# Compress Graph

This notebook contains code to compress our graph representation into a tiny string. This string will contain all valid edges, and only valid edges. It can be used for matching by searching from each subsequent pair of characters from a word.

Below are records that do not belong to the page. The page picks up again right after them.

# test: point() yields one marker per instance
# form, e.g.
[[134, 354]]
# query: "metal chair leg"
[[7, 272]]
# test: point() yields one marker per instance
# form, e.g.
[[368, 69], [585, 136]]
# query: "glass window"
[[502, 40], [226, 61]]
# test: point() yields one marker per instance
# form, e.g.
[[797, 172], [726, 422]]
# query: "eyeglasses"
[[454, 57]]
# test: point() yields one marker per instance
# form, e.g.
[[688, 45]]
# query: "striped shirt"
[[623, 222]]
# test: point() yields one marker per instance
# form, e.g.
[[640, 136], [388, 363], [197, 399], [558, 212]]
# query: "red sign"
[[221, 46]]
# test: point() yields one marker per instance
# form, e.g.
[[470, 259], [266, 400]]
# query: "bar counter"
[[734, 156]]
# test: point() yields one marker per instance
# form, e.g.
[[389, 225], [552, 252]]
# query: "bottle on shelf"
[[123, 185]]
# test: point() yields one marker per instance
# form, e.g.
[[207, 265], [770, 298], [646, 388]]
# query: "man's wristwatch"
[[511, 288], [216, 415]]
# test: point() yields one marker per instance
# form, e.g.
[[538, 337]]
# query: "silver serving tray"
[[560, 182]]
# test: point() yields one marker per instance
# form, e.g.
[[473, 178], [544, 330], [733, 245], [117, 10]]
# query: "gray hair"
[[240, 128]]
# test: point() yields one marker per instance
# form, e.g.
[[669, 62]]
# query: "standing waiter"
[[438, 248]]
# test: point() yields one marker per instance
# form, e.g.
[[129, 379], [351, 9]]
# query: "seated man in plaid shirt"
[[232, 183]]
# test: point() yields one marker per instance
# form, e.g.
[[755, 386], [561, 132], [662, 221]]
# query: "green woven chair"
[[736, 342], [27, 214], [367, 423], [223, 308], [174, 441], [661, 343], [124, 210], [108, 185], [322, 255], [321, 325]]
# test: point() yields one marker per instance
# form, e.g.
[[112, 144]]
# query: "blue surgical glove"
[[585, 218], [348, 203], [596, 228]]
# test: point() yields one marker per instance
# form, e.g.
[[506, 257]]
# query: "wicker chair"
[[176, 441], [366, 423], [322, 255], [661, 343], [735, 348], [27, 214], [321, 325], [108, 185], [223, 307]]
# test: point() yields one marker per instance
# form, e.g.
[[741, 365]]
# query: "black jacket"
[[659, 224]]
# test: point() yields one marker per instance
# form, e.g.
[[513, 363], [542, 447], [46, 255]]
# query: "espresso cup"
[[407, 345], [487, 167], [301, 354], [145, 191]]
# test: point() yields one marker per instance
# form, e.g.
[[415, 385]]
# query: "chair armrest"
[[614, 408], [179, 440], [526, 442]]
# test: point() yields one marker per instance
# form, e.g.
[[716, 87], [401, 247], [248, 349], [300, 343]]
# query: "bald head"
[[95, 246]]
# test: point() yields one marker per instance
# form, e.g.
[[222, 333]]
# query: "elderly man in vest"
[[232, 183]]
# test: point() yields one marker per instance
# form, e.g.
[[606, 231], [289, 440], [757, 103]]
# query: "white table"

If all pair exists in the string then the word is accepted.


First establish the puzzle graph we will be operating over:

In [1]:

graph = {
    'b': {'r', 'l', 't', 'y', 'o'}, 
    'r': {'b', 'l', 'e', 'c', 'o'}, 
    'l': {'b', 'r', 't', 'e', 'o'}, 
    't': {'y', 'b', 'l', 'n', 'o'}, 
    'y': {'b', 't', 'n', 's', 'o'}, 
    'e': {'r', 'c', 'g', 'l', 'o'}, 
    'o': {'b', 'r', 'l', 't', 'y', 'e', 'n', 'c', 'g', 'w', 's', 'h'}, 
    'n': {'s', 'w', 'y', 't', 'o'}, 
    'c': {'r', 'e', 'g', 'h', 'o'}, 
    'g': {'h', 'w', 'e', 'c', 'o'}, 
    'w': {'s', 'n', 'g', 'h', 'o'}, 
    's': {'y', 'n', 'w', 'h', 'o'}, 
    'h': {'s', 'w', 'g', 'c', 'o'}
}

assert all(p in graph[q] for p, to in graph.items() for q in to), "graph should be symetric directed"

graph

{'b': {'l', 'o', 'r', 't', 'y'},
 'r': {'b', 'c', 'e', 'l', 'o'},
 'l': {'b', 'e', 'o', 'r', 't'},
 't': {'b', 'l', 'n', 'o', 'y'},
 'y': {'b', 'n', 'o', 's', 't'},
 'e': {'c', 'g', 'l', 'o', 'r'},
 'o': {'b', 'c', 'e', 'g', 'h', 'l', 'n', 'r', 's', 't', 'w', 'y'},
 'n': {'o', 's', 't', 'w', 'y'},
 'c': {'e', 'g', 'h', 'o', 'r'},
 'g': {'c', 'e', 'h', 'o', 'w'},
 'w': {'g', 'h', 'n', 'o', 's'},
 's': {'h', 'n', 'o', 'w', 'y'},
 'h': {'c', 'g', 'o', 's', 'w'}}

Compute the edges for the graph

In [2]:
edges = [p+q for p, out in graph.items() for q in out]

print(edges)

['by', 'bl', 'br', 'bt', 'bo', 'rc', 'rl', 're', 'rb', 'ro', 'lr', 'le', 'lb', 'lt', 'lo', 'ty', 'tl', 'tb', 'tn', 'to', 'ys', 'yb', 'yt', 'yn', 'yo', 'ec', 'el', 'er', 'eg', 'eo', 'oc', 'oy', 'ol', 'oe', 'os', 'ob', 'ot', 'on', 'og', 'ow', 'oh', 'or', 'ny', 'ns', 'nt', 'nw', 'no', 'cr', 'ce', 'cg', 'ch', 'co', 'gc', 'ge', 'gw', 'gh', 'go', 'ws', 'wn', 'wg', 'wh', 'wo', 'sy', 'sn', 'sw', 'sh', 'so', 'hc', 'hs', 'hg', 'hw', 'ho']


### Edge string examples

Here's a very inefficient example of what a graph representation will look like

In [3]:
":".join(f"{edge}" for edge in edges)

'by:bl:br:bt:bo:rc:rl:re:rb:ro:lr:le:lb:lt:lo:ty:tl:tb:tn:to:ys:yb:yt:yn:yo:ec:el:er:eg:eo:oc:oy:ol:oe:os:ob:ot:on:og:ow:oh:or:ny:ns:nt:nw:no:cr:ce:cg:ch:co:gc:ge:gw:gh:go:ws:wn:wg:wh:wo:sy:sn:sw:sh:so:hc:hs:hg:hw:ho'

A somewhat more efficience representation is one where we don't store the edge in both directions. If the code checks for character-pairs in both orders we can cut out graph representation in half.

In [4]:
undirected_edges = {''.join(sorted(edge)) for edge in edges}

":".join(f"{edge}" for edge in undirected_edges)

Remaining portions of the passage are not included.